Spinning a fractal yarn is a great way to handle colors for a softer, self-striping pattern that carries all of your fiber’s colors throughout the project. A fractal in mathematics is very precise, but the term is applied very loosely to the spinning concept. It simply describes a way to divide an individual fiber top that directly impacts the color handling.
I started with a gorgeous dyed fiber top, created by Roe of Purls, a local artist who has a brilliant sense of color harmony. Hopefully I’ll have a chance to run into her again at PlyAway this year.
To spin a fractal, the top is divided down the middle, length-wise. One half is spun directly, without any changes. The second half is further divided into smaller sections and spun end to end. Finally, the two yarns are plied together.

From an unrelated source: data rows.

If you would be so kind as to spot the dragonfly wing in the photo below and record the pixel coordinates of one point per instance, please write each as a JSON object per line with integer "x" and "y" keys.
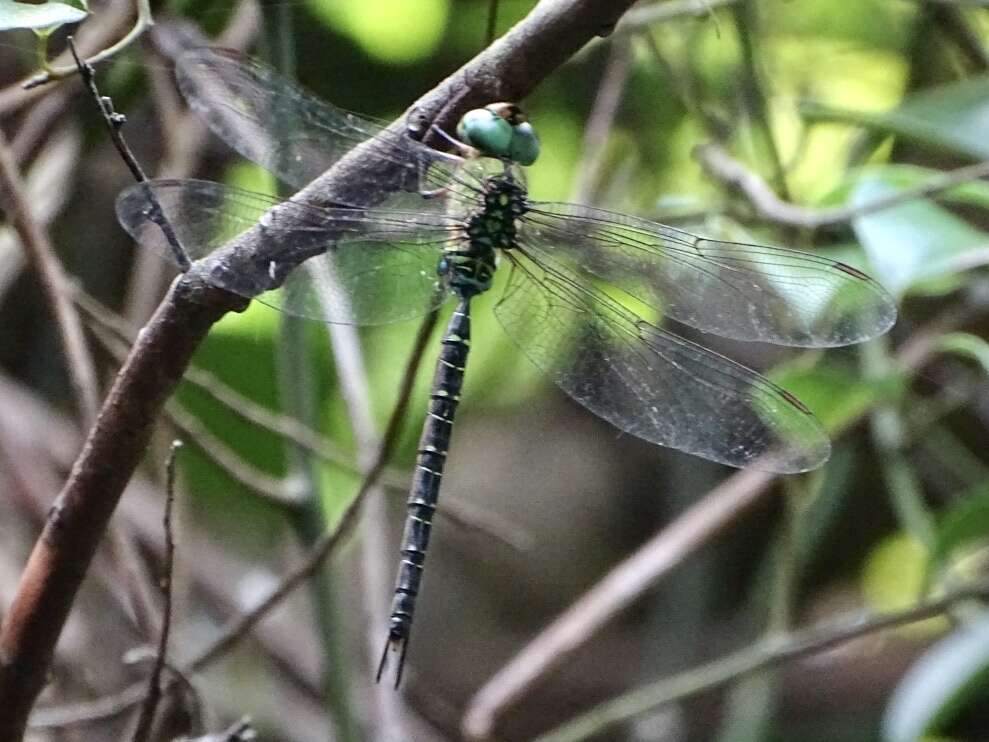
{"x": 362, "y": 266}
{"x": 271, "y": 121}
{"x": 649, "y": 382}
{"x": 741, "y": 291}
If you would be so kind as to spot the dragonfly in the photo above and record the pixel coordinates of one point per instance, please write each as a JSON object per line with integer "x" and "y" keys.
{"x": 587, "y": 298}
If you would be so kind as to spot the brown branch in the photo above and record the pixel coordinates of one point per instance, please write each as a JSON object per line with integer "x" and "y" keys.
{"x": 772, "y": 651}
{"x": 617, "y": 590}
{"x": 509, "y": 69}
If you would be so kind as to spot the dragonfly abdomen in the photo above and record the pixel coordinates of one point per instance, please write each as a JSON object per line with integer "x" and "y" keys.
{"x": 430, "y": 460}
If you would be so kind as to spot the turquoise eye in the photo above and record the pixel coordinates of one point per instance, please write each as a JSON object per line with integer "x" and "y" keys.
{"x": 486, "y": 131}
{"x": 524, "y": 148}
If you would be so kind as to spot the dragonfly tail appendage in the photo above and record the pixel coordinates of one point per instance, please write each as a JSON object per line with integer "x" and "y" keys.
{"x": 393, "y": 643}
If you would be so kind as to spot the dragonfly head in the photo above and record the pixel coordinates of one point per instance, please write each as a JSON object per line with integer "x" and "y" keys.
{"x": 500, "y": 130}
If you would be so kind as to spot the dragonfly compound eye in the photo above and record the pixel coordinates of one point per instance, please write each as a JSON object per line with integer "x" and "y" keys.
{"x": 487, "y": 131}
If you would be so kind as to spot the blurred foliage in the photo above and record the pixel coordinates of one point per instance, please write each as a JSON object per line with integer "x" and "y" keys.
{"x": 864, "y": 100}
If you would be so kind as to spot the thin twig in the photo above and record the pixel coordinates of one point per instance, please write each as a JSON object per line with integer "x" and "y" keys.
{"x": 41, "y": 255}
{"x": 150, "y": 705}
{"x": 745, "y": 16}
{"x": 143, "y": 22}
{"x": 491, "y": 28}
{"x": 114, "y": 123}
{"x": 602, "y": 119}
{"x": 722, "y": 166}
{"x": 770, "y": 652}
{"x": 647, "y": 15}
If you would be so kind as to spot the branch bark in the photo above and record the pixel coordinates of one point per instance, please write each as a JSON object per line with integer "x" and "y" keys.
{"x": 507, "y": 70}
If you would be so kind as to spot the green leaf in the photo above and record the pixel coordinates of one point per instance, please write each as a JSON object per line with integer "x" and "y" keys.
{"x": 947, "y": 676}
{"x": 902, "y": 177}
{"x": 838, "y": 397}
{"x": 967, "y": 345}
{"x": 917, "y": 245}
{"x": 950, "y": 117}
{"x": 15, "y": 14}
{"x": 390, "y": 30}
{"x": 964, "y": 527}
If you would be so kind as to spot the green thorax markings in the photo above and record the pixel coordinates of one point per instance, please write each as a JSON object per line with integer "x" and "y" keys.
{"x": 470, "y": 265}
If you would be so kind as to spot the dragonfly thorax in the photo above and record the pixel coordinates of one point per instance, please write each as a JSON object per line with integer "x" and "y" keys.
{"x": 469, "y": 265}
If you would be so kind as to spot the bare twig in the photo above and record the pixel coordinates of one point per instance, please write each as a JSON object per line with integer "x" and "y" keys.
{"x": 770, "y": 652}
{"x": 114, "y": 122}
{"x": 719, "y": 164}
{"x": 41, "y": 255}
{"x": 97, "y": 32}
{"x": 150, "y": 705}
{"x": 602, "y": 119}
{"x": 668, "y": 11}
{"x": 491, "y": 28}
{"x": 143, "y": 22}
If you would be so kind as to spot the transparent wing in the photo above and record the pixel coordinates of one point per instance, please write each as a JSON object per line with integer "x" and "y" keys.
{"x": 271, "y": 121}
{"x": 363, "y": 266}
{"x": 649, "y": 382}
{"x": 746, "y": 292}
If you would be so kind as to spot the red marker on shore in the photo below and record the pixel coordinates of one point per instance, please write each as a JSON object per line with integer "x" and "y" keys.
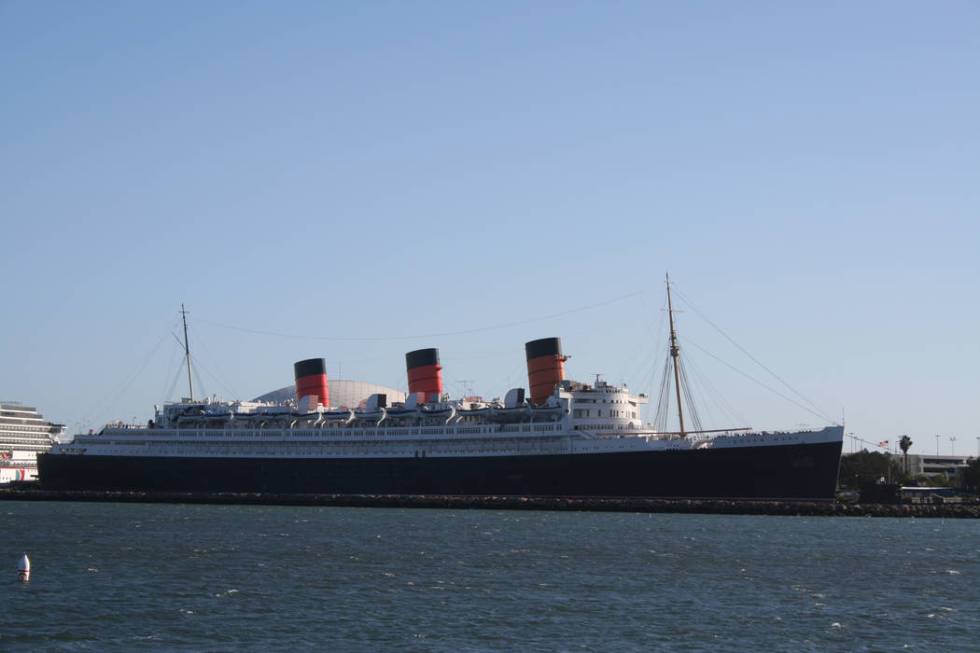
{"x": 24, "y": 569}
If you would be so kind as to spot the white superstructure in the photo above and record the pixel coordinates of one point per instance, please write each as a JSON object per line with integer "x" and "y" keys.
{"x": 576, "y": 419}
{"x": 24, "y": 433}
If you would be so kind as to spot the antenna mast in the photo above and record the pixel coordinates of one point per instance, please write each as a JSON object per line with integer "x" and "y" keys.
{"x": 674, "y": 354}
{"x": 187, "y": 354}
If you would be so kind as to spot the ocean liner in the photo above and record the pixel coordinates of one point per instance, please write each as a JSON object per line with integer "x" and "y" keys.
{"x": 560, "y": 438}
{"x": 24, "y": 433}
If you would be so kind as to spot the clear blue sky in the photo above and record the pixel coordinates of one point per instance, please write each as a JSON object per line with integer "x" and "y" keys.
{"x": 809, "y": 173}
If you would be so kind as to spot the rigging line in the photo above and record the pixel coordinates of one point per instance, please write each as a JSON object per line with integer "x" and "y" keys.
{"x": 462, "y": 332}
{"x": 757, "y": 381}
{"x": 200, "y": 342}
{"x": 197, "y": 377}
{"x": 173, "y": 384}
{"x": 102, "y": 408}
{"x": 697, "y": 383}
{"x": 746, "y": 352}
{"x": 713, "y": 393}
{"x": 231, "y": 393}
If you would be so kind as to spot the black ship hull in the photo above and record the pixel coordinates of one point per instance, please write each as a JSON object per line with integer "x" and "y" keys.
{"x": 806, "y": 471}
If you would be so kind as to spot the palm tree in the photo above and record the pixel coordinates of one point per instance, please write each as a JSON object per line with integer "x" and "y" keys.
{"x": 905, "y": 444}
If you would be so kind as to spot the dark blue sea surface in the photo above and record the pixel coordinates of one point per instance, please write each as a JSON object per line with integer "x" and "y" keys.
{"x": 125, "y": 577}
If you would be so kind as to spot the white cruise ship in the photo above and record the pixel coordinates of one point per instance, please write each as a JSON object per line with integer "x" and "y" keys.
{"x": 24, "y": 433}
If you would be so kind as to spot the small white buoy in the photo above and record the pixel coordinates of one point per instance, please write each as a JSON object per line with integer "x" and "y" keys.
{"x": 24, "y": 569}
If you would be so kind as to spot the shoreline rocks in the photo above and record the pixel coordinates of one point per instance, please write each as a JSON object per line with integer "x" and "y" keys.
{"x": 457, "y": 502}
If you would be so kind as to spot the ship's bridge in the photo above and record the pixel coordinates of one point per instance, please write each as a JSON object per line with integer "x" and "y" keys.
{"x": 601, "y": 406}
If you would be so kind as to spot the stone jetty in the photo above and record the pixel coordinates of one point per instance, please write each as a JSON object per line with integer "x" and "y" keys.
{"x": 455, "y": 502}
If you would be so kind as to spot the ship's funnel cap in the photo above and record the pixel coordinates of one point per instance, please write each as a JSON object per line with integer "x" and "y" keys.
{"x": 310, "y": 367}
{"x": 543, "y": 347}
{"x": 424, "y": 374}
{"x": 311, "y": 380}
{"x": 421, "y": 357}
{"x": 545, "y": 368}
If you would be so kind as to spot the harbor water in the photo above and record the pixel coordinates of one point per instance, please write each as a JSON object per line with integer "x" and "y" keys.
{"x": 121, "y": 577}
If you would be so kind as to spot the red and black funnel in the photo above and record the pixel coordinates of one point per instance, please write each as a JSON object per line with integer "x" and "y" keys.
{"x": 545, "y": 368}
{"x": 424, "y": 374}
{"x": 311, "y": 380}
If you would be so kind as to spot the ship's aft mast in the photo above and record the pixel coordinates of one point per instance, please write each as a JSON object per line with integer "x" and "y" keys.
{"x": 675, "y": 351}
{"x": 187, "y": 354}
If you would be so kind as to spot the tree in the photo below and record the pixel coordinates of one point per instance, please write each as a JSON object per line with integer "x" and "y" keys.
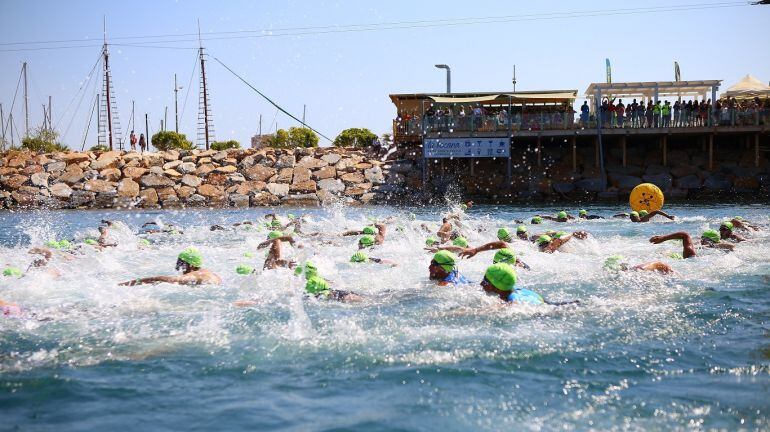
{"x": 355, "y": 137}
{"x": 295, "y": 137}
{"x": 169, "y": 140}
{"x": 224, "y": 145}
{"x": 43, "y": 140}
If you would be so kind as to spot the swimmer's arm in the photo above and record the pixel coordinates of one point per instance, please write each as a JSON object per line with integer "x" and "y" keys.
{"x": 470, "y": 252}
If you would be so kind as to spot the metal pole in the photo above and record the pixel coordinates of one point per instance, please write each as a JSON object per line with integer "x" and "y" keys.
{"x": 176, "y": 106}
{"x": 26, "y": 101}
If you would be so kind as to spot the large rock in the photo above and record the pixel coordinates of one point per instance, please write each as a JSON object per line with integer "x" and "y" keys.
{"x": 331, "y": 158}
{"x": 73, "y": 174}
{"x": 61, "y": 190}
{"x": 324, "y": 173}
{"x": 186, "y": 167}
{"x": 688, "y": 182}
{"x": 250, "y": 187}
{"x": 148, "y": 198}
{"x": 259, "y": 173}
{"x": 154, "y": 180}
{"x": 99, "y": 186}
{"x": 307, "y": 186}
{"x": 191, "y": 180}
{"x": 278, "y": 189}
{"x": 110, "y": 174}
{"x": 74, "y": 158}
{"x": 285, "y": 161}
{"x": 134, "y": 172}
{"x": 374, "y": 175}
{"x": 353, "y": 178}
{"x": 128, "y": 188}
{"x": 663, "y": 181}
{"x": 40, "y": 179}
{"x": 212, "y": 192}
{"x": 331, "y": 185}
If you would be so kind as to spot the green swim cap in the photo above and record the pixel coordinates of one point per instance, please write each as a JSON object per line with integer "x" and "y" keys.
{"x": 712, "y": 235}
{"x": 505, "y": 256}
{"x": 192, "y": 257}
{"x": 243, "y": 269}
{"x": 12, "y": 272}
{"x": 447, "y": 260}
{"x": 316, "y": 285}
{"x": 613, "y": 263}
{"x": 501, "y": 276}
{"x": 366, "y": 241}
{"x": 460, "y": 241}
{"x": 359, "y": 257}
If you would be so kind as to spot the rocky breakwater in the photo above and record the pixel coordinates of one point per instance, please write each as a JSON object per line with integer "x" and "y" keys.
{"x": 198, "y": 178}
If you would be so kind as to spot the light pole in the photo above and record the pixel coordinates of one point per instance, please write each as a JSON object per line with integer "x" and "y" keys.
{"x": 448, "y": 77}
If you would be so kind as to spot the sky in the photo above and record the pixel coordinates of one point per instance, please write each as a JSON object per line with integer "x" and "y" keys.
{"x": 344, "y": 77}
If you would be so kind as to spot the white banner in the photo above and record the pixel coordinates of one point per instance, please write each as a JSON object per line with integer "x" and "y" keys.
{"x": 434, "y": 148}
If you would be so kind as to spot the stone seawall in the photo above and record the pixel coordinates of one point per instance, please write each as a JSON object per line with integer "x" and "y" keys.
{"x": 233, "y": 178}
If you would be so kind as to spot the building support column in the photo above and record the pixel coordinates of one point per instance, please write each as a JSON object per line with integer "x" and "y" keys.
{"x": 625, "y": 156}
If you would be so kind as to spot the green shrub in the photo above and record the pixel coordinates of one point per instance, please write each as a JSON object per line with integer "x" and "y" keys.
{"x": 170, "y": 140}
{"x": 43, "y": 141}
{"x": 295, "y": 137}
{"x": 355, "y": 137}
{"x": 99, "y": 148}
{"x": 224, "y": 145}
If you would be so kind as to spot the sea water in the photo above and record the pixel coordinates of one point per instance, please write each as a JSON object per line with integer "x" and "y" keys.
{"x": 642, "y": 351}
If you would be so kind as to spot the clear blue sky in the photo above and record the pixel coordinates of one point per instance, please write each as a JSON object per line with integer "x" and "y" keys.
{"x": 345, "y": 77}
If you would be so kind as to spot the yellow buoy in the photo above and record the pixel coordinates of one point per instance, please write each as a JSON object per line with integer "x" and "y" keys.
{"x": 646, "y": 196}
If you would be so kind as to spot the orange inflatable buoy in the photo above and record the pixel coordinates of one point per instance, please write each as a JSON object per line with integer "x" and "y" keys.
{"x": 646, "y": 196}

By dividing the color like this, the yarn develops an interesting striping pattern which repeats colors throughout and balances the overall color, even if the original top is not color-balanced.
I chose a simple pattern to really show off the colors – the easy mistake stitch scarf. This scarf relies on an uneven number of stitches to create an offset ribbing.
No two stripes in the scarf are exactly alike, and yet they create a balanced and appealing overall appearance. Each color is represented along the length of the yarn in different proportions and in different combinations with the other colors from the top. You will never find a yarn quite like this in the big box store.
Fractals are a great and easy way to handle color in yarn design and are a great starting place to making a truly one-of-a-kind item.